MINNEAPOLIS (WCCO) – There’s something about Rice Lake National Wildlife Refuge that ducks really seem to like.
For the second time this month, National Weather Service radars picked up a massive flock Thursday over the refuge, which is just south of McGregor, in north-central Minnesota.
Officials at the refuge told forecasters that almost 900,000 ducks were in the air that morning as a waterfowl survey was underway.
Our radar went to the birds again today! The US Fish & Wildlife Service performed another waterfowl survey this morning and estimated almost 900,000 ducks in the air over the Rice Lake National Wildlife Refuge! #radar #ducks pic.twitter.com/sJkzRfktxA
— NWS Duluth (@NWSduluth) October 24, 2019
Last week, radar also picked up the signal from a massive flock (about 600,000 ducks) over Rice Lake.

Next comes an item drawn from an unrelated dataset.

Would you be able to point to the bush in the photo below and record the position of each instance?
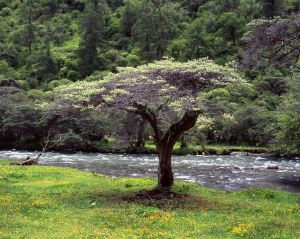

However, meteorologists first suspected it could have been the plume of a wildfire.
When the weather service called the refuge out of caution, they learned that a waterfowl survey had been underway. Indeed, refuge officials later told them at some years close to a million ducks are counted over Rice Lake.
Why does the refuge attract so many for ducks?
“It’s all about wild rice,” said Walt Ford, the refuge manager, explaining that the ducks feed on the rice as they make their long migration south.
He says that Thursday’s survey spotted an estimated 896,000 ducks over the lake, most of them ring-necked ducks. The record for ducks surveyed was set in 1994, when more a million were seen over Rice Lake.
According to the U.S. Geological Survey, it’s not uncommon for flying animals to appear on radar. Bats, birds, and swarming insets all ping the radar in various places across the country.